Eighteen months of work, hours of advice from many people, oodles of detail and my current project was just all so big that I was regularly derailed by it. I can’t tell you exactly what it is yet but at this stage the job was just to apply for Arts Council funding to get a project done.
The good thing is that I started the process bewildered and now I know we’ve got a strong application, I know that I did it as well as we could. One bad thing is that you obviously never know whether the bid will be successful. But even if it fails, the process taught me a gigantic amount. So that’s good. What’s really bad is that at this crucial point, I was derailed again. Knocked off the productivity train of mixed metaphors. And once you’re off, it is stunningly hard to get back on.

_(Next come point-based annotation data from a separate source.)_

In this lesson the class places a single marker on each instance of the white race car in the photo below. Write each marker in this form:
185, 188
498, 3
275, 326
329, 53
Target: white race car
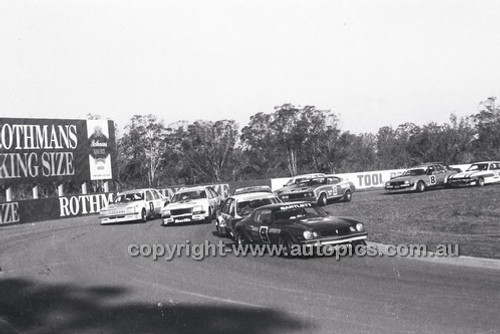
133, 205
479, 174
195, 204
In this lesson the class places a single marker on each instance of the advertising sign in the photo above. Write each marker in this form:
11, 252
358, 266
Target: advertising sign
36, 150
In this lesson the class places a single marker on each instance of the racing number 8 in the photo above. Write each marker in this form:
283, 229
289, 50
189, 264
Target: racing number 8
263, 233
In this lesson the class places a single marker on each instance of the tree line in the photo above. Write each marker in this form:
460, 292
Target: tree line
293, 140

Yesterday at 10am, though, I set a timer on my iPhone for one hour. No way to finish the job in an hour, not even a chance of making a good enough dent. But at least I’d be doing something, I’d be inching along instead of panicking about it all the time like it was a dental appointment.
Do this for me. Do an hour. Whatever it is that is pressing on you, just take the next hour and work on it. Even if that is all you do, you are better off doing that than worrying about it. You are certain to feel better for being even an hour further along with it. And, not to scare you here, but I didn’t stop at the end of my hour. Five hours later, I’d done the application completely. I actually had finished the job. Well, it’s now with my partners on the project, it’s not submitted to Arts Council England yet, but I feel pretty fantastic.
One hour turned me from wanting to run away from this thing into wanting to do more. So try it. Just an hour. Okay?